The crone stepped toward him. The reek of decay was about her, but somehow he did not find it unpleasant. There was a richness to the smell, a thickness that reminded him of the potency of Daimonsblood.
“Come,” she whispered. “Come to me, Quen Yu. I have seen your destiny. I have seen you sitting upon the Jade Throne, all of Qi’shath and the world bowing before you. I have seen the webs of Fate. I have descried the mysteries of the Kwei-Shin. Heaven ordains it. The Way is yours. I ask only that you allow my to serve.”
She knelt before him, bowing her head low. Quen Yu stood, rooted to the spot, staring down at the locks of serpentine hair falling from her grey scalp. Minutes passed. The crone looked up at him, perplexed.
Quen Yu smiled then. But the smile he wore was not one anyone living had seen. It was a smile so dreadful that the crone’s aura of mysticism was shattered, and her lips quivered, and her breath caught in her throat.
“Fool,” Quen Yu whispered. It was not his voice, and yet it was him. His face was his face and yet it was not his face. The features, somehow, had been rearranged. The shadows of the room stuck to the wrong parts of him. His eyes were burning jewels. “You come to me with your charlatan’s ways, thinking to dupe me. You would put me on the throne as a puppet, wielding the power of the Empire from the shadows. I know your heart!”
“N-no, my lord—”
“Be silent,” he hissed.
The crone turned white. Her eyes shone with tears.

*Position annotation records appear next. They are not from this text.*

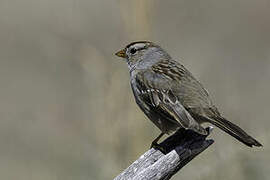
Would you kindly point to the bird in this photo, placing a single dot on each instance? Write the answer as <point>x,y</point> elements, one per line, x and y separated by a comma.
<point>170,96</point>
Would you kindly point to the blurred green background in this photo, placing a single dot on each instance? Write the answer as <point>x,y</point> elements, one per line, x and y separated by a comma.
<point>66,107</point>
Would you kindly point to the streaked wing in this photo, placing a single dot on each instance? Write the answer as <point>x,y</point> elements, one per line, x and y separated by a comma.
<point>157,87</point>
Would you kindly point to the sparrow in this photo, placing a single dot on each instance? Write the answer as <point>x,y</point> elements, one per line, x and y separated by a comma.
<point>170,96</point>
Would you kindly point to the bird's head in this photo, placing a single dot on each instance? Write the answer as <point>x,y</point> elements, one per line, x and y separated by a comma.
<point>142,54</point>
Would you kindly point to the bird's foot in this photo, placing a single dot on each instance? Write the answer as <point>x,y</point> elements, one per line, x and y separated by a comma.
<point>157,146</point>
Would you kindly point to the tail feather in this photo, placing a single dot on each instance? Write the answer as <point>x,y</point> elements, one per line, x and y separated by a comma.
<point>235,131</point>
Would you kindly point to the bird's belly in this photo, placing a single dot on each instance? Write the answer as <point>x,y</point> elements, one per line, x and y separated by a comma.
<point>160,118</point>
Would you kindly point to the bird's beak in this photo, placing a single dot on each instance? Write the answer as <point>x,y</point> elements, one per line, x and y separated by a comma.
<point>121,53</point>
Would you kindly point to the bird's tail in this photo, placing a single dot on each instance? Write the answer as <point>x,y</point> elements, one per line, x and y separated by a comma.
<point>235,131</point>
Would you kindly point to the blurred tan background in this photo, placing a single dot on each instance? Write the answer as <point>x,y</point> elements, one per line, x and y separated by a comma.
<point>66,107</point>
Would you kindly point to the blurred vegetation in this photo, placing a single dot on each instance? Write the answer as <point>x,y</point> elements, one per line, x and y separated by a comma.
<point>67,110</point>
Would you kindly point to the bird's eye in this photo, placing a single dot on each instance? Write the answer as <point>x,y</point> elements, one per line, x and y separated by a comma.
<point>133,51</point>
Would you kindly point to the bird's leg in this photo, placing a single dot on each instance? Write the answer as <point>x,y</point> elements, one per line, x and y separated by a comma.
<point>155,144</point>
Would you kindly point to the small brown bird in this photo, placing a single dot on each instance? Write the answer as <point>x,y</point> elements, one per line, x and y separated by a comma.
<point>169,94</point>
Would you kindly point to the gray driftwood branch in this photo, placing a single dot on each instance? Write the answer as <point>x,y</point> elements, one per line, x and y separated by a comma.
<point>182,147</point>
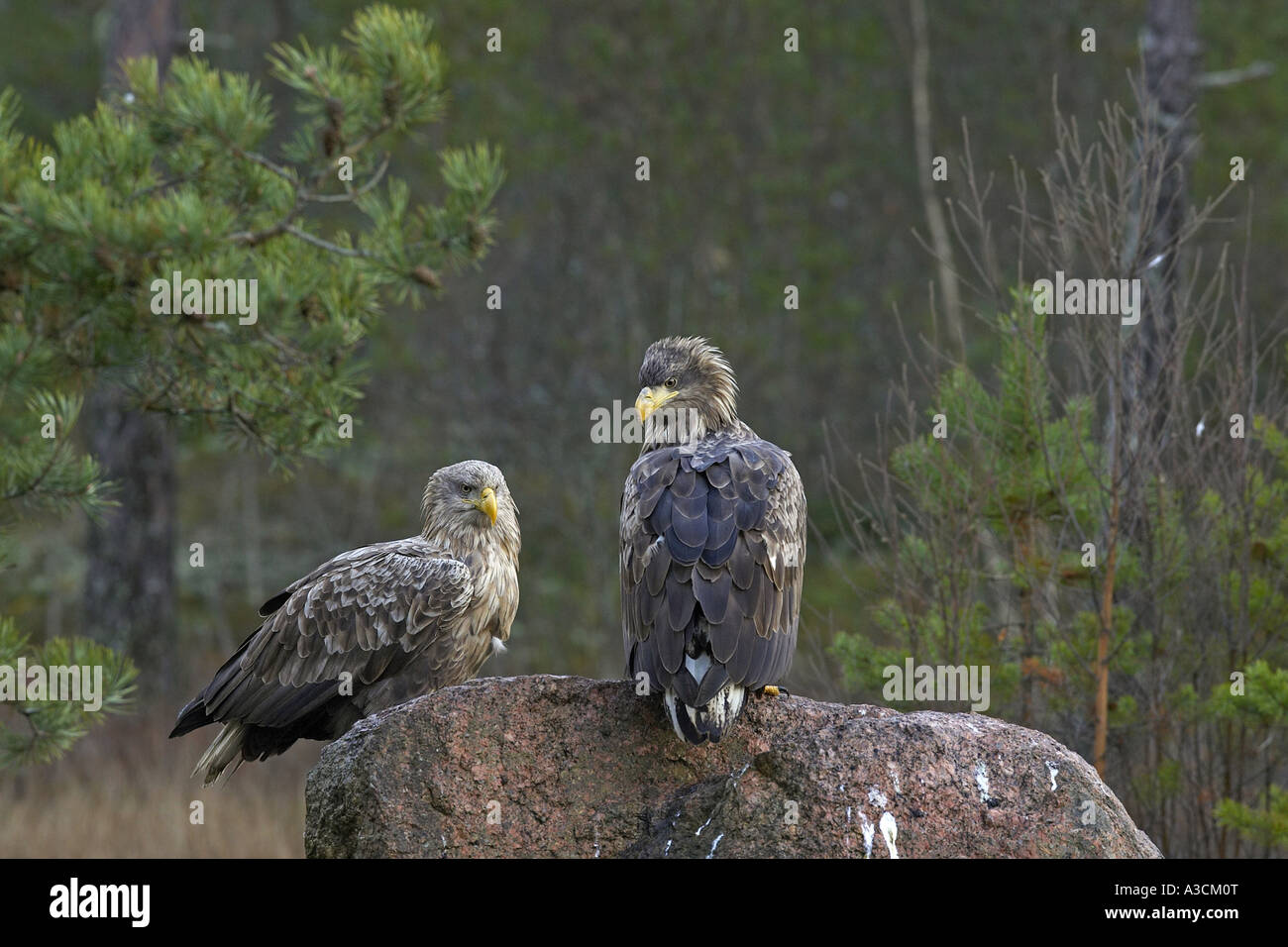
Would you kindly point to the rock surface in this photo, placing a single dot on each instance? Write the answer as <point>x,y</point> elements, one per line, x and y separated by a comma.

“Forgive me…” she whimpered.
“You know not who I am, nor in what fires this blade was forged.” Flames seemed to shine from his eyes, and a black light played around him, an inverse sorcery, a kind of void-fire. “I have glimpsed secrets of Reality that make your Abysm of Remembrance seem but a child’s toy glass.”
The crone trembled.
“I did not understand, I am so—”
“And still you do not…” he whispered.
The crone’s eyes widened. It was then she realised the horror of the mistake she had made. His smile widened until it was freakish, and his eyes blazed with a flame blacker than Daimonic fire. He looked not at all like Quen Yu, now, because he was not Quen Yu. Or rather, Quen Yu did not exist. He was a fiction who believed in his own reality, being worn by something far deeper and darker. She could only wonder at the childhood horrors that’d made a man like this, a man who—like the flatworm—wore flesh like clothes, manipulating from within, and never allowed themselves to be seen.

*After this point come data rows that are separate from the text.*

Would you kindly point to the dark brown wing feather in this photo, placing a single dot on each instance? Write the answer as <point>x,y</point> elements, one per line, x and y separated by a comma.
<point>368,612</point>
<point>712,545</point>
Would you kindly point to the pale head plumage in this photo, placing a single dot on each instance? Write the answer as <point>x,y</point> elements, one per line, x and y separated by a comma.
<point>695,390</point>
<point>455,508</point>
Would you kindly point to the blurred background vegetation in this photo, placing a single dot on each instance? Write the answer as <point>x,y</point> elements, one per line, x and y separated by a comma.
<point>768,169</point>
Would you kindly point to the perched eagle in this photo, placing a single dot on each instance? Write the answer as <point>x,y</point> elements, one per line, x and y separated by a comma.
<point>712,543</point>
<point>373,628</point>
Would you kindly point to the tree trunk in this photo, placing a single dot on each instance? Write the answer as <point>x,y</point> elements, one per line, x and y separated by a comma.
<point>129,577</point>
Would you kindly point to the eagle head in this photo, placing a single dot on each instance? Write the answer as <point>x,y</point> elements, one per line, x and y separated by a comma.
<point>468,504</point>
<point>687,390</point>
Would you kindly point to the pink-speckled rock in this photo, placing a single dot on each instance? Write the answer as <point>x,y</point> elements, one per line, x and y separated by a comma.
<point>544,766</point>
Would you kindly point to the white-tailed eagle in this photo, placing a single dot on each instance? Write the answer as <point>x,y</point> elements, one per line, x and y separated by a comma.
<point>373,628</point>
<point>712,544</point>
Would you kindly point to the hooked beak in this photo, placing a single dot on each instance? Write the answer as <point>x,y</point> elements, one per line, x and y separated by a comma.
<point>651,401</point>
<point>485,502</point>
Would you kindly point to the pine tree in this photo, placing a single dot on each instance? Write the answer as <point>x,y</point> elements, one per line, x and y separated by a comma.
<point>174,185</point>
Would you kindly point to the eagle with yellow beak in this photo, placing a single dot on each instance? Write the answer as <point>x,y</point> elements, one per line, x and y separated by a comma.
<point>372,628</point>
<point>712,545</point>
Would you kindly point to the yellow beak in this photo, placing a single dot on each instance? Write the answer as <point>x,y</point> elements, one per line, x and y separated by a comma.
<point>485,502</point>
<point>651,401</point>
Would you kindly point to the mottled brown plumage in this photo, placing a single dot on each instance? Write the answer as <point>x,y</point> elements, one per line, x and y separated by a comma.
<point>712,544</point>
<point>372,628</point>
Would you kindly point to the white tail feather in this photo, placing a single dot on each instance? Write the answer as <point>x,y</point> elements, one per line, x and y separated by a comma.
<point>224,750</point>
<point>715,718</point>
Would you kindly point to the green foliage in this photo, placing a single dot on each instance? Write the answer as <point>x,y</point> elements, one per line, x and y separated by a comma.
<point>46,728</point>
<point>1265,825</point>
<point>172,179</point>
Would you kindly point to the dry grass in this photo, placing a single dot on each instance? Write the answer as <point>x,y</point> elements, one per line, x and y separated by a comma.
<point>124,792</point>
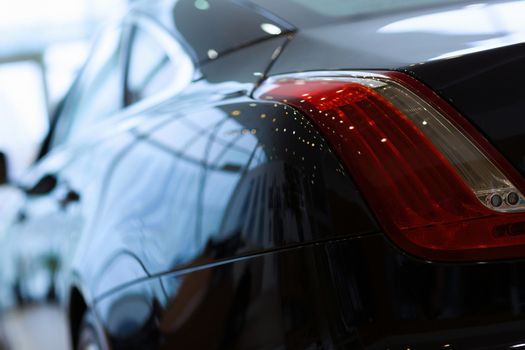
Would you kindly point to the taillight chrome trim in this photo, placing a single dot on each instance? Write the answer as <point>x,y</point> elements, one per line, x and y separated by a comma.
<point>392,97</point>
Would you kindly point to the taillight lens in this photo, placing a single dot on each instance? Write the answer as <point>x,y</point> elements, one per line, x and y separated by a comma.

She gazed now upon a secret face, a face that had been hidden long decades, that could never be seen except by those about to die. She realised then that the visions she had seen had been fed to her, that what she thought of as the power of her foresight was indeed planted there by another hand, a hand of sorcery more powerful than anything she could ever imagine. She thought she had trapped the prince, but in truth, it was he who had trapped her.
“Who are you?” she now asked him. “Who are you really?”
“Why…” he said, laughing. “I am Quen Yu.”
The blade of black light fell swifter than a bird of death.